1. Focus on Who is Getting our Money Rather than What you Are Getting For Your Money – This means that we are more conscious about where are money goes because we see that every dollar we spend perpetuates a system, whether it’s oppressive or freeing. If we start to shift our focus about where money ends up rather then what we get we open up all sorts of doors that never would have been open before. It becomes a lot easier to be generous. I can give $5 a day to the deaf, blind, mute guy who knocks on my door and care less about if I’m getting a good return on my investment (ie. he is not buying lotto tickets and buying bread instead), and care more that I’m giving it to someone who is asking because they are asking. I then start to be more conscious on the multiple levels of industry that leech onto all products bought and start to make purchases that are more local because you trust, are part of and participate in the local economy.
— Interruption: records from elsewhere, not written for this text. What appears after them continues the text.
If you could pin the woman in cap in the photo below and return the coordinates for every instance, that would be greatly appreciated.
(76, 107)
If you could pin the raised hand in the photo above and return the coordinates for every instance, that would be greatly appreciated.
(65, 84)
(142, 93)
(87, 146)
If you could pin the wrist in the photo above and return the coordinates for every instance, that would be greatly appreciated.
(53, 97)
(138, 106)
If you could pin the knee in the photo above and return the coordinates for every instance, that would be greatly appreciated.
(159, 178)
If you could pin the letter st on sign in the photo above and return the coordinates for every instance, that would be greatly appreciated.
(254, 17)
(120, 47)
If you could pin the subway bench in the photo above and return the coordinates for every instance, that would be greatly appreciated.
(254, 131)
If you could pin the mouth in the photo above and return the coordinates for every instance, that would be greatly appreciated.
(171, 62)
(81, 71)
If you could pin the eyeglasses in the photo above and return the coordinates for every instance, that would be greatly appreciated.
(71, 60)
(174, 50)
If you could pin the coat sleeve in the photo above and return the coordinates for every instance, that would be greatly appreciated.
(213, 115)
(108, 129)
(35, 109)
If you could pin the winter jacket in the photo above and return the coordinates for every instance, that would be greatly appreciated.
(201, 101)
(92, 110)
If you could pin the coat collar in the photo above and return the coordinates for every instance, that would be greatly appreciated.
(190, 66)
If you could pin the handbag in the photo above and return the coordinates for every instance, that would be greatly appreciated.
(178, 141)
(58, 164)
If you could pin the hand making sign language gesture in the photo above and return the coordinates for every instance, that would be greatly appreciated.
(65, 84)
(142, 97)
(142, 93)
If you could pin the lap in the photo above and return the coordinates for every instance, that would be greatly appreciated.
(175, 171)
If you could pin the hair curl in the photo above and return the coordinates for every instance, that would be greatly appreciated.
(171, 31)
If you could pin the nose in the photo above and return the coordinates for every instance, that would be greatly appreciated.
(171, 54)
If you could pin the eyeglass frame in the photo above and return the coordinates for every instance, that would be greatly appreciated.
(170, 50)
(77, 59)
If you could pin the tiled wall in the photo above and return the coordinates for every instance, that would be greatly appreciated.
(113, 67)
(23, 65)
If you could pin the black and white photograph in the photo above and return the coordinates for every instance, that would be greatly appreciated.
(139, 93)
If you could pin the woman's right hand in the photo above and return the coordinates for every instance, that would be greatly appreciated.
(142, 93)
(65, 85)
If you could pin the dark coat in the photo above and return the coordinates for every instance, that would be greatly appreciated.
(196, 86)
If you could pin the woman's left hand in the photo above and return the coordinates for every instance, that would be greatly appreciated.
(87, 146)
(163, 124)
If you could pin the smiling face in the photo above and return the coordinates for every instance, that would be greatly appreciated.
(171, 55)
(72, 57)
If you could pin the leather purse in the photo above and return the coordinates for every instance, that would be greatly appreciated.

So spending 50-200% more on something isn’t nearly an issue because it’s not about the cost, it’s about who is getting the money. If who is getting the money becomes the most important factor in a decision to spend money, I think we would be become a community who sees the ramifications of our decisions and makes those decisions in light of that.

2. Spend Money, Don’t Save It – As opposed to saving money, I suggest we spend it. Not just spend it to benefit ourselves and for selfish gain, but spend it on behalf of others and to use it for their good. Saving money becomes an obsession and we end up getting our security in what we have accomplished and what we can guarantee for ourselves. We never learn to trust each other. We never learn to depend on something else rather than money. We end up hoarding it, building bigger barns for ourselves all the while people everywhere would benefit from it. We tell ourselves that we’ll do more with it once we’ve grown it and earn some interest. We never do. It’s just a ploy so we don’t have to be generous. I don’t think it’s wrong to spend money. In fact I think it’s good to spend it and spend it well. Taking my first proposal into light, and my third one, I think that spending money is important. Just spend it. Give it away. Stop hoarding. I think as soon as we begin saving, as long as we are holding onto something, we start to lose what being a blessing looks like.

3. Stop Using Money to Fulfill Emotional and Relational Gaps in Your Life – This probably sounds redundant but I think a lot of us do this without thinking. We feel drained, so we need a vacation, so we spend a hell of a lot of money taking us somewhere else so we can relax. We feel down, so we buy something. We feel happy, so we celebrate by spending even more money. Money becomes just a tool to fix or extend a feeling. See money for what it is; a man-made value system that holds no real power rather that what you give it. Learn to fill gaps through other means without needing to spend money just to satisfy whatever longing your feeling.

I’m sure there is more that will come to me. Any that you would add?